From: Taylor Blau <me@ttaylorr.com>
To: Derrick Stolee <stolee@gmail.com>
Cc: Emily Shaffer <emilyshaffer@google.com>,
git@vger.kernel.org, Taylor Blau <me@ttaylorr.com>
Subject: Re: [PATCH 1/2] progress: create progress struct in 'verbose' mode
Date: Thu, 9 Jul 2020 22:17:40 -0400 [thread overview]
Message-ID: <20200710021740.GA39052@syl.lan> (raw)
In-Reply-To: <ed6b2339-83cd-a7b9-c653-bc86d8686680@gmail.com>
Hi both,
On Thu, Jul 09, 2020 at 10:00:23PM -0400, Derrick Stolee wrote:
> On 7/9/2020 9:42 PM, Emily Shaffer wrote:
> > Before now, the progress API is used by conditionally calling
> > start_progress() or a similar call, and then unconditionally calling
> > display_progress() and stop_progress(), both of which are tolerant of
> > NULL or uninitialized inputs. However, in
> > 98a136474082cdc7228d7e0e45672c5274fab701 (trace: log progress time and
> > throughput), the progress library learned to log traces during expensive
> > operations. In cases where progress should not be displayed to the user
> > - such as when Git is called by a script - no traces will be logged,
> > because the progress object is never created.

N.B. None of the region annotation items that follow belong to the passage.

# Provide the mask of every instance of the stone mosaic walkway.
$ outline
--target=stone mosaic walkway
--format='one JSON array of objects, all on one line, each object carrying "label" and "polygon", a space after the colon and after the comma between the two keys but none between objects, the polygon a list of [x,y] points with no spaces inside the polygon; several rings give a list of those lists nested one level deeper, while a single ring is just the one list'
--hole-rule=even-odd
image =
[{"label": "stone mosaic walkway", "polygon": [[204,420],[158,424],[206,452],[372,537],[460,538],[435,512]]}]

This is such a fantastic idea. Just the other day, I was thinking of
getting your (for clarification, Emily, since I'm responding to
Stolee's mail) progress-emits-trace2-events work hooked into GitHub's
trace2 pipeline.
There were two unfortunate things that prevented this from working:
1. GitHub filters which trace2 categories are of interest to us (these
interesting ones get logged, and the uninteresting ones get
discarded) using an environment variable of comma-separated
categories. Since all of the trace2 metrics generated by the
progress API don't have categories, taking in one interesting
metric meant taking them all in, which is a non-starter for us.

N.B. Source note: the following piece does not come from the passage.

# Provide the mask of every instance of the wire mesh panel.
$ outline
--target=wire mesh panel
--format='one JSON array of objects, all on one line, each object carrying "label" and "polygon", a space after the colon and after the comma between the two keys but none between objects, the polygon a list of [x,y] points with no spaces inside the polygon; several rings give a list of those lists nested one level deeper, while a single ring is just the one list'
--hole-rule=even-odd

2. On top of that, we don't even _generate_ these progress events most
of the time, since we're often running without a tty, and so we
never end up hitting those 'if (progress) start_progress()'
conditionals in the first place.
If we had something like this, it would reduce the problem to only (1),
which would make a lot of my headaches go away. (It would also give me a
good excuse to convert many of our custom trace2 regions into patches on
the list, and get rid of a non-trivial amount of code that generates
merge conflicts often).
> > Instead, to allow us to collect traces from scripted Git commands, teach
> > a progress->verbose flag, which is specified via a new argument to
> > start_progress() and friends. display_progress() also learns to filter
> > for that flag. With these changes, start_progress() can be called
> > unconditionally but with a conditional as an argument to determine
> > whether to report progress to the user.
> >
> > Since this changes the API, also modify callers of start_progress() and
> > friends to drop their conditional and pass a new argument in instead.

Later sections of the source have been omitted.